Boundaries are also critical to maintaining coherence.   I posted yesterday on the way in which Cynefin has propagated in multiple uses over time.  One of the reasons for that is that I have always cast the boundaries loosely then tried to tighten them.  If someone reduces Cynefin to a two by two matrix, or worse still confuse it with the Stacy Matrix then I generally just make a note on the blog or tweet or whatever that Cynefin has five domains or provide this link to a blog post on the subject.  Most of the time that is like a touch on the tiller or a tightening of a sheet (sorry adding sailing metaphors here) and the use moves to a high level of coherence.  Sometimes however someone gets stubborn and insists that their understanding is correct.   I’ve had this form time over the years, the first with one well-intentioned individual who had not even bothered to read the articles before he made a remarkably silly statement about Cynefin’s only response to chaos being to get the hell out of it.  More recently with the Galletroll who hates the idea that anything might not be predictable and briefly took too social media with a series of ad hominem easily refuted claims.  A characteristic of such use is that the individual concerned sooner or later blocks you.  I confess to rarely blocking, preferring persistence of response.  Different uses of ideas provide fertile grounds for innovation and thinking, creating the sort of cult-like bubble that surrounds the likes of Peter Senge is to be avoided at all costs.  But there are limits, there are points at which you have to draw a line in the sand or homogenisation will kill you.  My own general view on this is to be as relaxed as possible but then pull in hard when things go to far. I admit that the switch may sometimes be too sudden and not provide early warning signs for which apologies.   I know myself that I tend to move from questioning and polite argument, through irony then sarcasm, satire and finally condemnation! So there are warning signs

Now this is a real and ongoing issue.  I recently had reason to call in a set of slides used for training around two core methods.  What had happened over the years is that slides had been copied, adapted and changed and the essence of the original method not only lost but contradicted. Plato’s cave had become a labyrinth with successively weaker fires.  So it is time to set a boundary or two.  The decision we made is the make the incipient wiki on methods open-source (I suspect we will be there by the new year along with some other significant initiatives) which means that a community can develop around their use. This was planned a year ago but there were legal issues as well as concern about firewalls.  That became a boundary that had to go, hence the shift to making them open. The nice thing about a wiki is that the source material is always there in its current form and the talk pages allow for discussion and resolution.  However, there will be a constraint in the admin function and the monitoring of reversion of changes.

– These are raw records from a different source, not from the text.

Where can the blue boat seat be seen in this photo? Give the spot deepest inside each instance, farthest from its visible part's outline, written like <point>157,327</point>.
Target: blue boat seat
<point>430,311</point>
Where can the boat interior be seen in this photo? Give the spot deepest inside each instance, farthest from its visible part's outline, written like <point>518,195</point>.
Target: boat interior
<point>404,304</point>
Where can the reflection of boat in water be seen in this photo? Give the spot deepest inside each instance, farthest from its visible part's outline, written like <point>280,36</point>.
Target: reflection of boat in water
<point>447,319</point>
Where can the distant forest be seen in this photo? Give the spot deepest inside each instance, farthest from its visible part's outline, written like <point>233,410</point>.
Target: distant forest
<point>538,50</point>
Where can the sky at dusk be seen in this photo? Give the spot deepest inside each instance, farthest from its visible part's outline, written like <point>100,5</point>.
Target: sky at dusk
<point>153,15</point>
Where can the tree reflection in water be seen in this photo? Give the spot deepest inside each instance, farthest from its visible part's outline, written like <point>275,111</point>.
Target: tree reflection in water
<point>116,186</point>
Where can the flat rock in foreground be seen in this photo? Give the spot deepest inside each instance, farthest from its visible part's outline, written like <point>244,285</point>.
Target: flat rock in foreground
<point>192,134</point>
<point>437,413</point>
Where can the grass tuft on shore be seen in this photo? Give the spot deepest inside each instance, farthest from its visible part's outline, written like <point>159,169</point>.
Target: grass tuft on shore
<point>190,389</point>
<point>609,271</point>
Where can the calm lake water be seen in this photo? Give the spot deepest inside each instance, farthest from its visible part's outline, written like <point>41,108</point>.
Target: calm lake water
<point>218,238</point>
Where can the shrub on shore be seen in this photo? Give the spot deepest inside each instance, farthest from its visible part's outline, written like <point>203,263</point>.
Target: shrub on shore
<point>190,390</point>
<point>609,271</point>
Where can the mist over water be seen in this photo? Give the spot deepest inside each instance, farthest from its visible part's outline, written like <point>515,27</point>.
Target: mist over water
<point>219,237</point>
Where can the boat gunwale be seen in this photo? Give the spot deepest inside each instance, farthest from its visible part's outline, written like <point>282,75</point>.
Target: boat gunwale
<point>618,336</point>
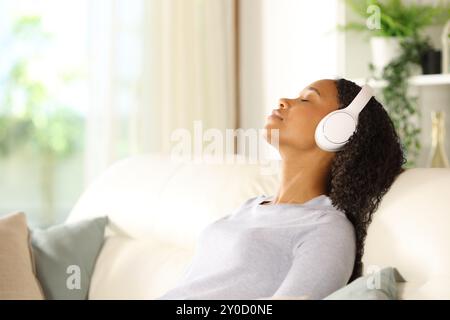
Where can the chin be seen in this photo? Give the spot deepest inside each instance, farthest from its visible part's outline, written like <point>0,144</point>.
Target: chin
<point>268,133</point>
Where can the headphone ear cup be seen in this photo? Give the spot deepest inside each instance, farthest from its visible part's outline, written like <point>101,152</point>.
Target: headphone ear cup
<point>334,130</point>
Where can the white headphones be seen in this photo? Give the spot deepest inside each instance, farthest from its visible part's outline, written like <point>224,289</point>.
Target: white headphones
<point>334,130</point>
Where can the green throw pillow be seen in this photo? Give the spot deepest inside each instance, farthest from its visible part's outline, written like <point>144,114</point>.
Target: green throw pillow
<point>65,257</point>
<point>380,285</point>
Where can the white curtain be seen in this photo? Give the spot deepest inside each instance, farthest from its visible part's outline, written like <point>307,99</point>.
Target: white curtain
<point>155,66</point>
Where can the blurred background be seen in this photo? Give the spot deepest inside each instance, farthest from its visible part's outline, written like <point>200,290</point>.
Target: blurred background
<point>86,83</point>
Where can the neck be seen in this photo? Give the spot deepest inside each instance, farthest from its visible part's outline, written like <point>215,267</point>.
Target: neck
<point>304,176</point>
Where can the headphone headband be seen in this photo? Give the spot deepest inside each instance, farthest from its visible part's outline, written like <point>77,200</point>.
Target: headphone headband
<point>360,101</point>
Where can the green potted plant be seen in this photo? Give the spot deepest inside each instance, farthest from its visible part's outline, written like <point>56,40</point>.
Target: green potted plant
<point>395,21</point>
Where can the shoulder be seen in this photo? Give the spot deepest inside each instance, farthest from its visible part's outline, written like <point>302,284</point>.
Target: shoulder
<point>334,229</point>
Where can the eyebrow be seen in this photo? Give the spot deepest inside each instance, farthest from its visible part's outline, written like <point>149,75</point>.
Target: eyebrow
<point>314,89</point>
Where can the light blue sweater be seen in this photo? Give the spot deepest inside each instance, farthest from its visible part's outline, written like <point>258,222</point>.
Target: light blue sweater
<point>265,250</point>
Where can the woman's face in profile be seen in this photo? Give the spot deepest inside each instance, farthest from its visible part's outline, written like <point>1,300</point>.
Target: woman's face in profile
<point>297,118</point>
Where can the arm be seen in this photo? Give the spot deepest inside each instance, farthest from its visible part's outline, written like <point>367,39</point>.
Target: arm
<point>322,263</point>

That is a part of recognising the growing maturity and acceptance of the ideas around anthro-complexity and naturalising sense-making as a field.  Trying to lock something into a proprietary approach is a mistake made by most Agile businesses, evolutionary open standards always leave a more lasting legacy.  But it can’t mean that anything goes and you have to deal with the poor imitations and outright theft of people with no originality of their own and little ethics other than self-interest; the horne of the dillemma here is when to ignore and when to respond.   Overall I think the best defense against plagiarism is to just keep moving on, increasing the energy cost of imitation.

There is a related issue of presentation – which is when to disturb and when to conform or possibly camouflage.  There is entropy in consultancy practice which tends to a reductio ad plattus (a variation of rhetorical technique of reductio ad absurdum and if anyone can correct my Latin I would be grateful it has been a long time since O Level!).  It is part of the temptation associated with scaling – how much do you cloth the unconventional with the conventional?  I used to have a heuristic of dressing more formally the more revolutionary the idea which is still a good one.  But to make that work you have to make sure that the costume does not maketh man.  If you are on the cusp of achieving a change the temptation to conform will be greater than in your early days of innovation in the life cycle so it is then that you need to be the most paranoid.  There is a golden rule here namely if your language and presentation look like the thing you are trying to replace then you have it wrong, if it looks so different that there is no transition evident then you are also wrong.  It’s all about boundaries.

 

The banner picture is an early morning view looking South East from the ascent of Pen Cerig-calch on a wet day in October completing the Llanbedr Horseshoe in the Black Mountains of South Wales.  It is an interesting illustration of the way constraints come into play.  Since I started to use a lot of my own photographs in the blog and the banner dimensions are a thin landscape form I find I am often looking out for pictures that will crop down to the designated size.  It used to be 1280 by 300px which was hard, now we have a new proportion of 1240 by 450 px and it will be interesting to see how this pans out.  Constraints are powerful techniques in composition as in life.

The opening picture was taken last Wednesday on the summit of my fourth of ten Wainwrights that day, namely Thornthwaite Crag, looking west to the Irish sea through a gap in the stone walls that characterise mountain areas in Wales and England.  This walk is a part of my plan to do all the Wainwrights in forty days or less which involves long days and some interesting extensions – in this case to Gray Crag which is a delight and without the plan, I might never have visited.